Прошло больше тридцати лет, и вот однажды, прохладным весенним днем, я приставляю складную линейку к фасаду отремонтированного дома причетника и диву даюсь: четыре метра, ни сантиметром меньше. Окно на верхнем этаже теперь шире. Дом священника — чуть дальше на противоположной стороне улицы — выставлен на продажу. С его веранды отлично просматриваются окрестности: поле, луга, песочно-глинистые пашни. Откуда ни возьмись появляется человек и указывает на молочные стекла. Селитра. Слова звучат как смертный приговор. Только теперь я вижу на стенах засохшую корочку пены. Словно заразная болезнь.

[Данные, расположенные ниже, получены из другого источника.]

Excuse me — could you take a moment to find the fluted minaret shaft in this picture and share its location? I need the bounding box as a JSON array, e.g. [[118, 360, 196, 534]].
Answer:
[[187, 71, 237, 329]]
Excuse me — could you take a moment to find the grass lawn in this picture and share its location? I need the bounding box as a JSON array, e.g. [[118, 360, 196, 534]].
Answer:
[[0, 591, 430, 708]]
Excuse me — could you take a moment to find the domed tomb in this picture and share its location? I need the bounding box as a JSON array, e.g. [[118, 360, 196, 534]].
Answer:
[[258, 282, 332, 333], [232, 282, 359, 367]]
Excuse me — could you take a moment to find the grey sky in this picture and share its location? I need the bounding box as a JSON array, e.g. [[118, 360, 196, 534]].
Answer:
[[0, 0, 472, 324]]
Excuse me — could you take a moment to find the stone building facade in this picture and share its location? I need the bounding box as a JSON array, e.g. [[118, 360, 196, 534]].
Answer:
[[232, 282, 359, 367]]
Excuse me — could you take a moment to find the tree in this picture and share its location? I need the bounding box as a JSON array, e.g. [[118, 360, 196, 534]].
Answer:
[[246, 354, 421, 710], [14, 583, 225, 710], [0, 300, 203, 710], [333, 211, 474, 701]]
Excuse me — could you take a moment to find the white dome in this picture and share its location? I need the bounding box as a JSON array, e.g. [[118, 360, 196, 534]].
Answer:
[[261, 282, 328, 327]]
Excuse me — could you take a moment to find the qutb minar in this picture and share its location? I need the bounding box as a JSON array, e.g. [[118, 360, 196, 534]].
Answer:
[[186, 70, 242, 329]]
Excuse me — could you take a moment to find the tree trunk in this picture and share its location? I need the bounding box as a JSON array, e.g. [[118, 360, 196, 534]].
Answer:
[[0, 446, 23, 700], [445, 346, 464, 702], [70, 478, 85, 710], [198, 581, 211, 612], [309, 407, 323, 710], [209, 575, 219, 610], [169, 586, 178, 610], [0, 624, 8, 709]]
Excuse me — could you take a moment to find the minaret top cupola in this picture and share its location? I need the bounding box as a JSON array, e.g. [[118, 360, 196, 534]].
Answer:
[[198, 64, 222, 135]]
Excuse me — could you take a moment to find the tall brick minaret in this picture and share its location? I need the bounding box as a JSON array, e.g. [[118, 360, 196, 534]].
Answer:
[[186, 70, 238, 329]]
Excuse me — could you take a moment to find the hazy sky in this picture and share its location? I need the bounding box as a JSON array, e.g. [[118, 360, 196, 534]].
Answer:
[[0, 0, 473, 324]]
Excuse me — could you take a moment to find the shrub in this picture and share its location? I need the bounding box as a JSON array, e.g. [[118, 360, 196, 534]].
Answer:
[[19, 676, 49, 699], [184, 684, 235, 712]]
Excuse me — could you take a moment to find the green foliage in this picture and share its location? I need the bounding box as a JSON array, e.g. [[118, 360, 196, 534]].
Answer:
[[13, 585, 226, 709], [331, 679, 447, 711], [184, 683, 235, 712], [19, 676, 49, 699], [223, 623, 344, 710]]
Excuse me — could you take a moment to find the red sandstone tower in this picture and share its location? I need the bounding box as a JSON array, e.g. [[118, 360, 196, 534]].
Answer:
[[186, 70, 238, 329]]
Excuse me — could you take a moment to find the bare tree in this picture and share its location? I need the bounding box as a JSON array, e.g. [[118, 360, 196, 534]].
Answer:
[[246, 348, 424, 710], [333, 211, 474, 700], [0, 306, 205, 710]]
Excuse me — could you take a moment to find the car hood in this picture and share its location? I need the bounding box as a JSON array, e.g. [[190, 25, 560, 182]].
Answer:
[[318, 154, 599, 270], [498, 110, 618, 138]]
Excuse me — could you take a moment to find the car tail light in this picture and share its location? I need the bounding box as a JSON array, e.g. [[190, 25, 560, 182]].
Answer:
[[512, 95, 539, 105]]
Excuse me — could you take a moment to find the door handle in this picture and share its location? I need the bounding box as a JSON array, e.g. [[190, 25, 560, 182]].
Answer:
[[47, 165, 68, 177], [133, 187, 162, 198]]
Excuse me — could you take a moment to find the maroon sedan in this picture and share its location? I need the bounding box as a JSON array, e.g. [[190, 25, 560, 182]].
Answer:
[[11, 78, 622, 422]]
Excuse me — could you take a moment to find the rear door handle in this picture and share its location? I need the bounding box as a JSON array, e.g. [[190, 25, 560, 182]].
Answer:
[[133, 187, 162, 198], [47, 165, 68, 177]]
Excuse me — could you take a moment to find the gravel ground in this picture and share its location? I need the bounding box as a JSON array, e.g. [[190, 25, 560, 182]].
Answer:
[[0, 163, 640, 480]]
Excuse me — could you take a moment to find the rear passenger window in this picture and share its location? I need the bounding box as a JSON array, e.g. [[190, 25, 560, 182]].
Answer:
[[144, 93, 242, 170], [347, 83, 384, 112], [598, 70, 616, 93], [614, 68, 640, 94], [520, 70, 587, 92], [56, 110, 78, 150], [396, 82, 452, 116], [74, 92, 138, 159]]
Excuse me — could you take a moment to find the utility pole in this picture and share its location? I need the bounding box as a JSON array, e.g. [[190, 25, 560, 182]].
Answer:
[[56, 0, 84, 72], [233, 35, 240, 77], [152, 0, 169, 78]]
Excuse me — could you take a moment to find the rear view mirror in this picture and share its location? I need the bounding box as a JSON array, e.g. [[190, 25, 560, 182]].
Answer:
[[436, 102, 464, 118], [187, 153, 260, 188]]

Захожу в церковь, впервые в жизни. На северной стене хора нарисовано жерло преисподней. Лягушки, змеи, люди, проклятые души — всё летит туда и поглощается языками пламени. Впереди восседает на троне свиноголовый Князь тьмы со скипетром и молнией.

Неужели прыжок из окна — первое, что запало мне в память? Спрашиваю маму про ежика. Оказывается, ежика мы видели годом раньше, осенью. Его я помню, — значит, удивительный зверек и есть самое раннее воспоминание, а вовсе не та июльская ночь.

Каменные медведи по-прежнему сидят на оштукатуренных постаментах у входа в парк, в лапах — разрушенные временем щиты с гербами последних графов. Вглубь парка ведет липовая аллея. Мощенная булыжником дорога почти утопла в земле. Море рододендронов, благородных каштанов и магнолий, два красных бука, даже бургундский дуб и тюльпанное дерево. Под ногами стелется ковер из цветущего белоцветника, подснежников и ветрениц.

На спортплощадке, у самого края, натыкаюсь на каменную стену, подернутую мхом, высотой не выше пояса. Похоже, это все, что уцелело от дворца. От старой усадьбы, на месте которой дворец вырос, когда от нее остались только подвальные своды. В южной части парка, на пруду, два искусственных острова, перед ними лебединая пара — словно с картинки.